I'm trying to see if we have been given enough resources (i.e. CPU and memory) to each task node to perform a deduplication job. Currently, the job is not running very stable. What I have been observing is that after a couple of days run, we will suddenly see backpressure happen on one arbitrary ec2 instance in the cluster and when that happens, we will have to give up the current state and restart the job with an empty state. We can no longer take savepoint as it would timeout after 10 minutes, which is understandable.


Additional Observations

When the backpressure happens, we see an increase in our state read time (we are measuring it using a custom metric) from about 0.1 milliseconds to 40-60 milliseconds on that specific problematic ec2 instance.
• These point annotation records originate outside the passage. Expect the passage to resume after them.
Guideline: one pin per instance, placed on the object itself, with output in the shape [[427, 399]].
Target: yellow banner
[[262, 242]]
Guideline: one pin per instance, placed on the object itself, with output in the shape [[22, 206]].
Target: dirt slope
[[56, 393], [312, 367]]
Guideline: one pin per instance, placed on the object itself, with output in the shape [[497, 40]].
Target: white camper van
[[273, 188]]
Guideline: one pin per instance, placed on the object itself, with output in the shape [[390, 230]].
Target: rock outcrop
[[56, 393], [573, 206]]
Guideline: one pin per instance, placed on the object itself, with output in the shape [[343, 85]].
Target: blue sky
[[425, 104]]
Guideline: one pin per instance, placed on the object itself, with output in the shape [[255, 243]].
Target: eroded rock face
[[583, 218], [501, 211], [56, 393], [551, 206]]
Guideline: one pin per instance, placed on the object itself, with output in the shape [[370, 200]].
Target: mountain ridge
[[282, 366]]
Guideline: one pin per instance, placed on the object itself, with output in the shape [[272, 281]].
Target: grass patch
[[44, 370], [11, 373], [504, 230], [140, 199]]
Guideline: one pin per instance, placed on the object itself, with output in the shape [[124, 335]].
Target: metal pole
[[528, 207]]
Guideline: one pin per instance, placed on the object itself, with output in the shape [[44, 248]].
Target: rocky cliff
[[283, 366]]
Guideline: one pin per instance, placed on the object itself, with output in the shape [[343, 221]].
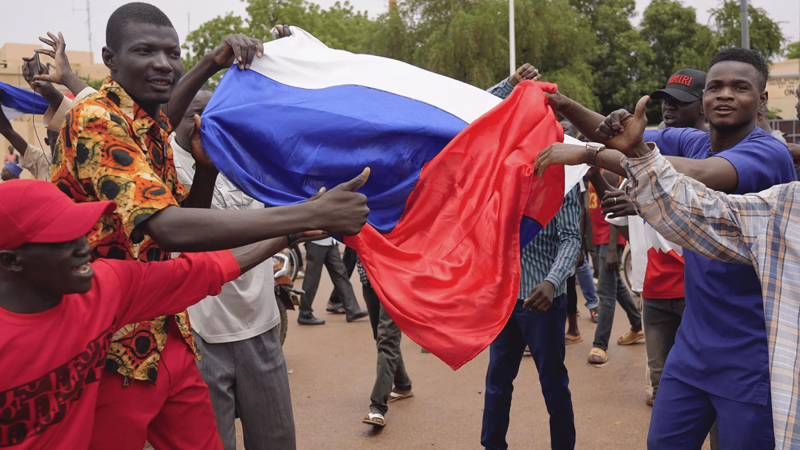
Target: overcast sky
[[24, 21]]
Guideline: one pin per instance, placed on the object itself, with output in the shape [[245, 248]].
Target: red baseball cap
[[37, 211]]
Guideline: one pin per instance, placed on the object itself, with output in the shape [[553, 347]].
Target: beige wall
[[28, 126], [784, 78]]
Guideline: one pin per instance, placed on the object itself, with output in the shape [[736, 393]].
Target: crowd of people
[[172, 351]]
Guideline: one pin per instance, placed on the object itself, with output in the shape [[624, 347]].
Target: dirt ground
[[333, 367]]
We tried to reboot that ec2 instance, so that the corresponding tasks would be assigned to a different ec2 instance, but the problem persists.


However, I’m not sure if this read time increase is a symptom or the cause of the problem.


Background about this deduplication job:

We are making sessionization with deduplication on an event stream by a session key that is embedded in the event. The throughput of the input stream is around 50k records per second. The after-aggregation output is around 8k records per second.


We are currently using RocksDb-backend state with SSD support and in the state, we are storing session keys with a TTL of 1 week. Based on the current throughput, this could become really huge. I assume RocksDB would flush to the disc as needed, but please correct me if I am wrong.


Information about the cluster:

I'm running on an AWS EMR cluster with 12 ec2 instances (r5d.2xlarge). I'm using Flink 1.11.2 in Yarn session mode. Currently there is only 1 job running in the Yarn session.


Questions:

1. Currently, I'm starting the yarn session w/ 7g memory on both the Task Manager and and the Job Manager, so that each Yarn container could get 1 CPU. Is this setting reasonable based on your experience?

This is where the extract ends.